Original topic: TiDB数据快速批量删除

| username: Carl

How to quickly batch delete historical data, with roughly tens of millions of records each day.

| username: buddyyuan | Original post link

Refer to this

| username: tidb菜鸟一只 | Original post link

Create a partitioned table and directly truncate by partition…

| username: Carl | Original post link

Alas, the original table is not a partitioned table. Now, creating a new partitioned table and truncating it might require adjustments to the program’s query structure. Is there a simple command to operate this?

| username: Carl | Original post link

Is it a batch statement operation? I tried it and found that it needs a limit of 1000. Currently, when executing, the server CPU becomes abnormally high, and the coprocessor time is very long. Does TiKV also participate in the computation? Additionally, after deletion, since TiKV also uses the MVCC mechanism, the actual database disk space will not be released immediately. Generally, what command needs to be operated for TiDB to re-analyze the database and release the invalid storage space?

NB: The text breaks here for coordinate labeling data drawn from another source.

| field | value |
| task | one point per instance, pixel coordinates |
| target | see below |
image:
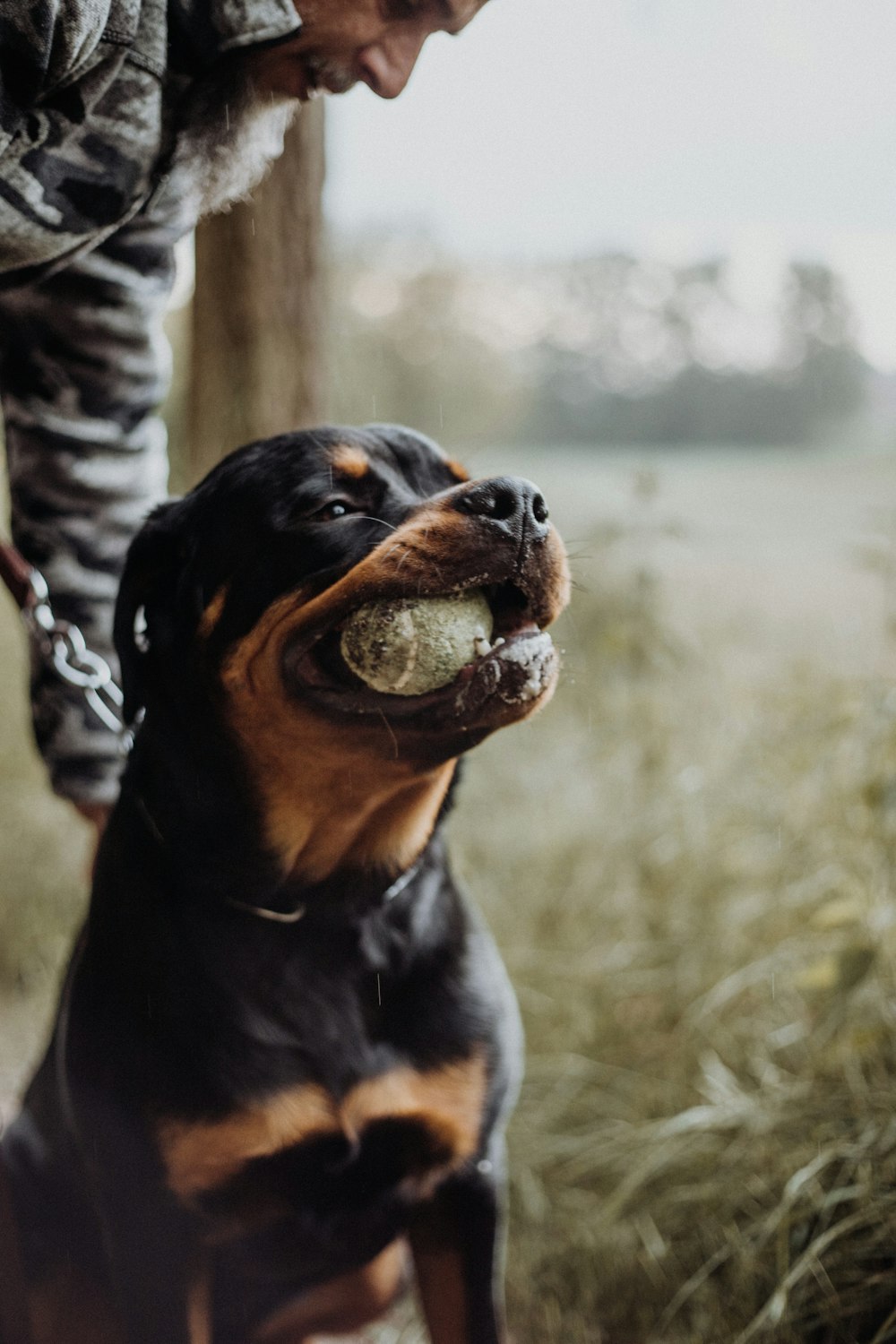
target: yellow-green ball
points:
(409, 647)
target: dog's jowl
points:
(287, 1050)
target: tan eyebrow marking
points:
(457, 470)
(349, 460)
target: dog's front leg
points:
(457, 1246)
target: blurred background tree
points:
(605, 349)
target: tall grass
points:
(689, 873)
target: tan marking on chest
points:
(203, 1155)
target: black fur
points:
(182, 1004)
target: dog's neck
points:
(245, 814)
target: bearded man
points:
(121, 123)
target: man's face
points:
(346, 42)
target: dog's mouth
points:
(509, 675)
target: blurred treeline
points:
(605, 349)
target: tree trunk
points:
(258, 311)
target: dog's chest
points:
(303, 1148)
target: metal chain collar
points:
(65, 650)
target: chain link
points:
(64, 647)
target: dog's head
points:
(234, 597)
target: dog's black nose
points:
(516, 505)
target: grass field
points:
(688, 862)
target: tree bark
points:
(258, 311)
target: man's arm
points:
(85, 365)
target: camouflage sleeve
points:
(85, 365)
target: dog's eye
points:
(332, 510)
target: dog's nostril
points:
(503, 504)
(540, 511)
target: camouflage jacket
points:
(90, 207)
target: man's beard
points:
(230, 134)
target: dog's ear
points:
(151, 597)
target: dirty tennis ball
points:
(413, 645)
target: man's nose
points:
(386, 65)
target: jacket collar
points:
(217, 27)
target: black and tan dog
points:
(287, 1048)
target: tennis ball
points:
(408, 647)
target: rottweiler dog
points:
(287, 1048)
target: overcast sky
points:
(551, 128)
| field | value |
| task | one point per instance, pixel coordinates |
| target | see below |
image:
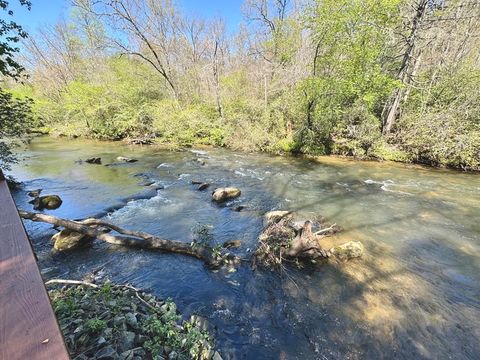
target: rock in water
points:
(49, 202)
(68, 240)
(125, 159)
(231, 244)
(223, 194)
(97, 161)
(276, 216)
(350, 250)
(34, 193)
(203, 186)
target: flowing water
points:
(414, 295)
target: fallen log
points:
(96, 229)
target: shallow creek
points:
(414, 295)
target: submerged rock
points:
(276, 216)
(223, 194)
(49, 202)
(34, 193)
(125, 159)
(231, 244)
(68, 240)
(203, 186)
(94, 160)
(349, 250)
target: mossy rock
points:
(224, 194)
(49, 202)
(349, 250)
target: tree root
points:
(96, 229)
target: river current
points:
(414, 295)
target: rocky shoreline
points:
(119, 322)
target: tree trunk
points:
(391, 110)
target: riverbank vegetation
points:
(388, 79)
(108, 321)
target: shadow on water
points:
(415, 294)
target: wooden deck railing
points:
(28, 327)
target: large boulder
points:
(49, 202)
(350, 250)
(224, 194)
(68, 240)
(96, 161)
(276, 216)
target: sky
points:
(46, 12)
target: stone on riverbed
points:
(49, 202)
(276, 216)
(223, 194)
(349, 250)
(203, 186)
(125, 159)
(68, 240)
(96, 161)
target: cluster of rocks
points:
(98, 160)
(119, 323)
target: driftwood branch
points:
(70, 282)
(128, 238)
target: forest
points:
(380, 79)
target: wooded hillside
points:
(389, 79)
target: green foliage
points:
(314, 81)
(187, 340)
(444, 136)
(95, 325)
(11, 33)
(16, 119)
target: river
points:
(414, 295)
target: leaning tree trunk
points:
(92, 228)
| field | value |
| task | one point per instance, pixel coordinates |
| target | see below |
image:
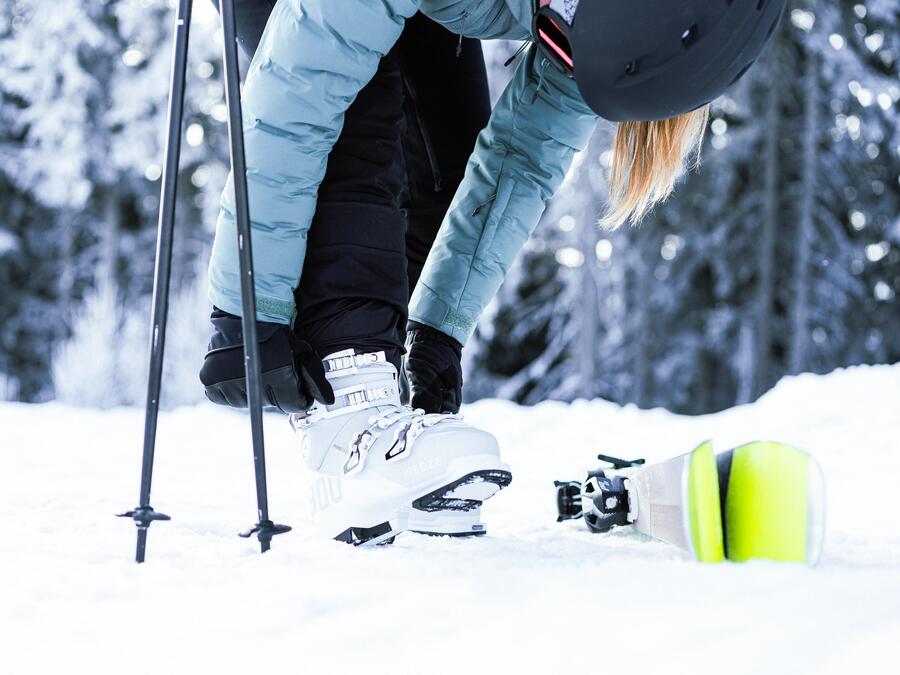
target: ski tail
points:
(772, 501)
(703, 508)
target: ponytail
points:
(647, 159)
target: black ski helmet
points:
(654, 59)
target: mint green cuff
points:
(272, 310)
(428, 308)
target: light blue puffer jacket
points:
(314, 58)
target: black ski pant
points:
(390, 178)
(389, 181)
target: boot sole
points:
(463, 494)
(380, 534)
(466, 493)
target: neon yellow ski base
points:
(704, 512)
(767, 510)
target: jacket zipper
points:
(483, 204)
(423, 132)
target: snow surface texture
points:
(533, 596)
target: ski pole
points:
(264, 529)
(144, 514)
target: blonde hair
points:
(647, 159)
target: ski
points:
(761, 500)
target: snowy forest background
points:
(781, 254)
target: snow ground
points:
(533, 596)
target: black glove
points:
(292, 373)
(433, 370)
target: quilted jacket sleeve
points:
(314, 57)
(519, 161)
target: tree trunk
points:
(765, 290)
(588, 309)
(799, 347)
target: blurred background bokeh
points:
(779, 254)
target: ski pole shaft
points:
(264, 528)
(144, 514)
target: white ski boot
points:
(380, 461)
(447, 523)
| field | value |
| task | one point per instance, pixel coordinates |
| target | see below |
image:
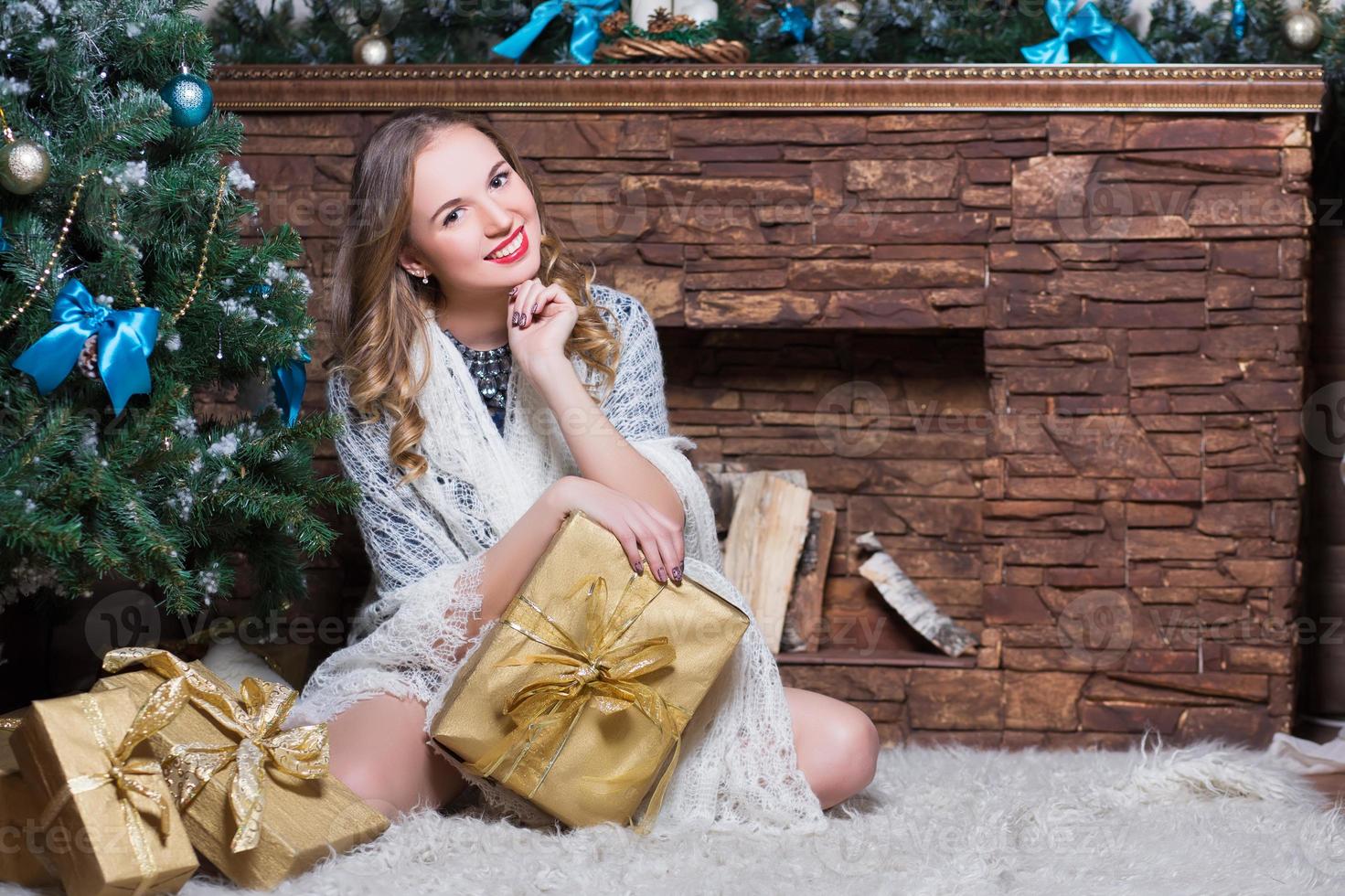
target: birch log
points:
(762, 553)
(907, 599)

| username: TiDBer_pkQ5q1l0 | Original post link

I don’t think there’s a quick way. I’m deleting 3000 rows at a time based on the timestamp in the large table, and looping through to delete them.

| username: Carl | Original post link

Yes.

| username: realcp1018 | Original post link

Try this: realcp1018/tidb-toolkit. Initially, it provided two methods for deleting data: based on rowid and time column. These two methods have been used internally for several years. Recently, a more general method has been added that supports all types of TiDB tables.

| username: Hacker007 | Original post link

There doesn’t seem to be a good method for looping through IDs in small batches at the moment.